This notebook classifies IMDB movie reviews as either positive (thumbs up) or negative (thumbs down).  Classifying texts that way called *Sentiment Mining*.

The notebook comes from the Coursera class **Natural Language Processing in Tensorflow**.

Adapted by Jung Hee Kim and Michael Glass.

In [1]:
import tensorflow as tf
print(tf.__version__)

# !pip install -q tensorflow-datasets

2.18.0


In [None]:
# The IMDB movie review dataset is provided by a Tensorflow dataset collection.
# That collection contains special python methods for reading the data
#
import tensorflow_datasets as tfds
imdb, info = tfds.load("imdb_reviews", with_info=True, as_supervised=True)


Downloading and preparing dataset 80.23 MiB (download: 80.23 MiB, generated: Unknown size, total: 80.23 MiB) to /root/tensorflow_datasets/imdb_reviews/plain_text/1.0.0...

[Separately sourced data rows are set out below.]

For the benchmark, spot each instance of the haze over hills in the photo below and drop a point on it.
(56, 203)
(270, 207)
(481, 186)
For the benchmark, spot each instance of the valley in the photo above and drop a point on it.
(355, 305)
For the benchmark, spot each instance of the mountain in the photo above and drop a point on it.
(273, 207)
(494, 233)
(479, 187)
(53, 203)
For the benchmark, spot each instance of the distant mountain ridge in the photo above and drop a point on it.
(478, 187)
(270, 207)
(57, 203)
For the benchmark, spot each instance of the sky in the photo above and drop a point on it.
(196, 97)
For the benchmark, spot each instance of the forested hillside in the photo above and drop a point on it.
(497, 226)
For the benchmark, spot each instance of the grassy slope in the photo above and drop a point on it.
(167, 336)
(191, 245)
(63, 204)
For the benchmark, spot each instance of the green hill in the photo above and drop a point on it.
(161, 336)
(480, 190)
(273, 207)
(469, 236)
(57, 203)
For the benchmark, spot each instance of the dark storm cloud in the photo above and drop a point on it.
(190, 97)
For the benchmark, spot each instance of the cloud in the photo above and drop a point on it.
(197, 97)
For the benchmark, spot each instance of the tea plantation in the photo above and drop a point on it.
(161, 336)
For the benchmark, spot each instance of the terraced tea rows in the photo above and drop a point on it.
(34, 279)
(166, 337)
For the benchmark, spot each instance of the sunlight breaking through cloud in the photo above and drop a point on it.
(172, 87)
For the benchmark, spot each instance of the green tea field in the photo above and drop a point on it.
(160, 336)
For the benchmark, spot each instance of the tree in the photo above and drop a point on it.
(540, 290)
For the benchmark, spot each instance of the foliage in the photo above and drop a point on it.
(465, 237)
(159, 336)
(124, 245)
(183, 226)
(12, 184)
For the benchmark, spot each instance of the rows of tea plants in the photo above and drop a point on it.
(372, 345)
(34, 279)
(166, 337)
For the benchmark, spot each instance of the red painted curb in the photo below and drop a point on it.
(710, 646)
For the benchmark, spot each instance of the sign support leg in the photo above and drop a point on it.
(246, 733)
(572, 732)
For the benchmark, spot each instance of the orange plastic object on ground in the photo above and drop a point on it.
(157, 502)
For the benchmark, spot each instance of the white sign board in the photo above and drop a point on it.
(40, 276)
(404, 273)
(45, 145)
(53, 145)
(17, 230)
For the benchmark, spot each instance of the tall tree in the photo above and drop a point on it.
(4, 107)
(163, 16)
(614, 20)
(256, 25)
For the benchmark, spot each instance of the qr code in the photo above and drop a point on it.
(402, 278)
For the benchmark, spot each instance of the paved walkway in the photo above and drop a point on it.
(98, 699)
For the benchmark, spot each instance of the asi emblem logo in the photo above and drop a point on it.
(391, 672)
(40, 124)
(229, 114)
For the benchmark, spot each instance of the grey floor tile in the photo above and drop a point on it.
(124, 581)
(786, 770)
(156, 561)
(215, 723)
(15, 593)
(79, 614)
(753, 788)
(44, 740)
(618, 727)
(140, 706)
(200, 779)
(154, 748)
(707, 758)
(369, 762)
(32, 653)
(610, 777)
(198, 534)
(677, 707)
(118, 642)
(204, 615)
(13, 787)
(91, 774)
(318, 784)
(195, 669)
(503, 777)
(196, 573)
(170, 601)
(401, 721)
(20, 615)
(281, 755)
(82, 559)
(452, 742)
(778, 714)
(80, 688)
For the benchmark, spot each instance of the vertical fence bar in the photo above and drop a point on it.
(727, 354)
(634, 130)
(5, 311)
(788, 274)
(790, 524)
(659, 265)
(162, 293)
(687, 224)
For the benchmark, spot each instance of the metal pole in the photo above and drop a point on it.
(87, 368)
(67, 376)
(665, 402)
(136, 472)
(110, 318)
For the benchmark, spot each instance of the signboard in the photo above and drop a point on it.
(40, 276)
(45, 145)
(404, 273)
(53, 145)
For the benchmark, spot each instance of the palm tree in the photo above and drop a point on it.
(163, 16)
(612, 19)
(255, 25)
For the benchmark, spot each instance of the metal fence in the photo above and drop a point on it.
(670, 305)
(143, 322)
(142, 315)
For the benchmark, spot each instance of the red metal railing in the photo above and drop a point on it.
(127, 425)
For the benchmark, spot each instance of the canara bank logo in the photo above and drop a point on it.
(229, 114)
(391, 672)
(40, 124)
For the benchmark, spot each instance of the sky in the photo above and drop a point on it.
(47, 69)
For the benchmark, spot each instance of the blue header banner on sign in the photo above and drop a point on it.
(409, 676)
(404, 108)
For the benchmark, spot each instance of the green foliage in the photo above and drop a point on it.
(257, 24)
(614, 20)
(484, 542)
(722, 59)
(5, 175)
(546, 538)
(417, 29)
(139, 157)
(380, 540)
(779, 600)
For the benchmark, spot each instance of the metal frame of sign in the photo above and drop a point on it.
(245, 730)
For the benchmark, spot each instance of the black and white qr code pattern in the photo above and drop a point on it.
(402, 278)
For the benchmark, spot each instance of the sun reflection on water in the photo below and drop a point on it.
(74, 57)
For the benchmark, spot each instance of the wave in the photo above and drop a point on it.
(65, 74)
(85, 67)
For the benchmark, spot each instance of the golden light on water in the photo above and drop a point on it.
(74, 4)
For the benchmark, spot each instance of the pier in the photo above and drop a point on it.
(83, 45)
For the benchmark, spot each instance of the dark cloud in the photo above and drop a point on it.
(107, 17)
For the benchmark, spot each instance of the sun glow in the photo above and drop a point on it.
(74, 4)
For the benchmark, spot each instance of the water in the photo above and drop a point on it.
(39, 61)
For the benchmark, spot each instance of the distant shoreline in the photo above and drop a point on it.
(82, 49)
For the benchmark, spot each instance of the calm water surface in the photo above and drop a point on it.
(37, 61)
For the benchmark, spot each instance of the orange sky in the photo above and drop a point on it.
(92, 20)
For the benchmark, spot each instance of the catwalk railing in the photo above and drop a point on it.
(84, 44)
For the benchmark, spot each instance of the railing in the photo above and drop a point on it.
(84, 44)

Dl Completed...: 0 url [00:00, ? url/s]

Dl Size...: 0 MiB [00:00, ? MiB/s]

Generating splits...:   0%|          | 0/3 [00:00<?, ? splits/s]

Generating train examples...:   0%|          | 0/25000 [00:00<?, ? examples/s]

Shuffling /root/tensorflow_datasets/imdb_reviews/plain_text/incomplete.MRY02V_1.0.0/imdb_reviews-train.tfrecor…

Generating test examples...:   0%|          | 0/25000 [00:00<?, ? examples/s]

Shuffling /root/tensorflow_datasets/imdb_reviews/plain_text/incomplete.MRY02V_1.0.0/imdb_reviews-test.tfrecord…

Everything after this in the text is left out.